Ao retomar a pesquisa de Doughty (2009, p. 27), seus estudos sobre a questão da cultura e da prática linguageira institucional identificaram ainda que as instituições deveriam levar em conta a relevância das línguas para a atuação profissional e considerá-las como parte de uma dimensão qualitativa das estratégias internacionais como forma de aumentar o quantitativo e promover uma reflexão mais acurada sobre os fatores relacionados à língua e cultura. Para o autor, o Estado e suas instituições deveriam priorizá-las como estratégia para o seu desenvolvimento.

Nesta mesma direção, Rajagopalan (2003, p. 70) adverte quanto à necessidade de refletir sobre a verdadeira finalidade do ensino de línguas, ao mencionar que “o verdadeiro propósito do ensino de línguas estrangeiras é formar indivíduos capazes de interagir com pessoas de outras culturas e modos de pensar e agir. Significa transformar-se em cidadãos do mundo”. Esses apontamentos de pesquisas recentes apelam para a necessidade de se repensar os objetivos, as justificativas e os procedimentos para ensinar e aprender línguas de acordo com as necessidades contextuais.

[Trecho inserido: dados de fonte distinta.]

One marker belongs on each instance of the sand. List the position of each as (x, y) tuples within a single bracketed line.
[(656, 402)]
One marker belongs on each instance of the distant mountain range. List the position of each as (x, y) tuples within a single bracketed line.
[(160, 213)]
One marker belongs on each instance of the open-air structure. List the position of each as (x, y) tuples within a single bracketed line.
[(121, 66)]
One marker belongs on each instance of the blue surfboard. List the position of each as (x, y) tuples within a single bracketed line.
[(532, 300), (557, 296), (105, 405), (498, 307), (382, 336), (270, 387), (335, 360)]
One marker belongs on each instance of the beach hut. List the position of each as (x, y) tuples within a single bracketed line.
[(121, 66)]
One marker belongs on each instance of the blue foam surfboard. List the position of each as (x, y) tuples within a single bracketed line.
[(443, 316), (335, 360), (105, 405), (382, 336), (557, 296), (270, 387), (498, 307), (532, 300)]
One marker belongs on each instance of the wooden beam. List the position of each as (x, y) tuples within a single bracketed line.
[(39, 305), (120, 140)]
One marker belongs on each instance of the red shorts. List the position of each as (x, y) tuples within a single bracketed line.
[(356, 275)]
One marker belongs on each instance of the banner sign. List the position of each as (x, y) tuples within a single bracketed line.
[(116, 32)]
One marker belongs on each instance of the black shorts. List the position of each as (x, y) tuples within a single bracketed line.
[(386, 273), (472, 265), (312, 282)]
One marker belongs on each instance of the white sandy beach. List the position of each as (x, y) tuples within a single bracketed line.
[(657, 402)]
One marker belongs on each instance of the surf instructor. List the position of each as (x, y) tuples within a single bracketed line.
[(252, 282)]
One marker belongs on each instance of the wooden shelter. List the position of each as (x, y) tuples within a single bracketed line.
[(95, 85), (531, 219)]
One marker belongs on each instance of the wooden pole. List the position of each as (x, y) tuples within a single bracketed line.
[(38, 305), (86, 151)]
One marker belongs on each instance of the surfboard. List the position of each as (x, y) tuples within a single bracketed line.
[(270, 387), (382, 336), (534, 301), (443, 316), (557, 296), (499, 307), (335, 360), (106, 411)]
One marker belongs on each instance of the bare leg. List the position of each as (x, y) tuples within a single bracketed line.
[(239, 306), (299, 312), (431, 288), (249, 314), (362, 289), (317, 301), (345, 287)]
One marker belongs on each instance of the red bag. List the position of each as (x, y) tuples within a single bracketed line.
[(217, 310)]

As pesquisas revisadas nesta seção evidenciam a necessidade de refletir (sobre) e vislumbrar a internacionalização de forma que ela ocorra não apenas na relação entre os países envolvidos, mas que priorize estratégias que possam promovê-la, aproximando povos e culturas e respeitando o local como parte constituinte do global. A busca do conhecimento sobre os povos do mundo por meio de suas línguas e culturas podem promover a internacionalização da educação sem provocar abalos sobre a população dos países menos favorecidos e trazer soluções para os imprevistos que este século nos aguarda.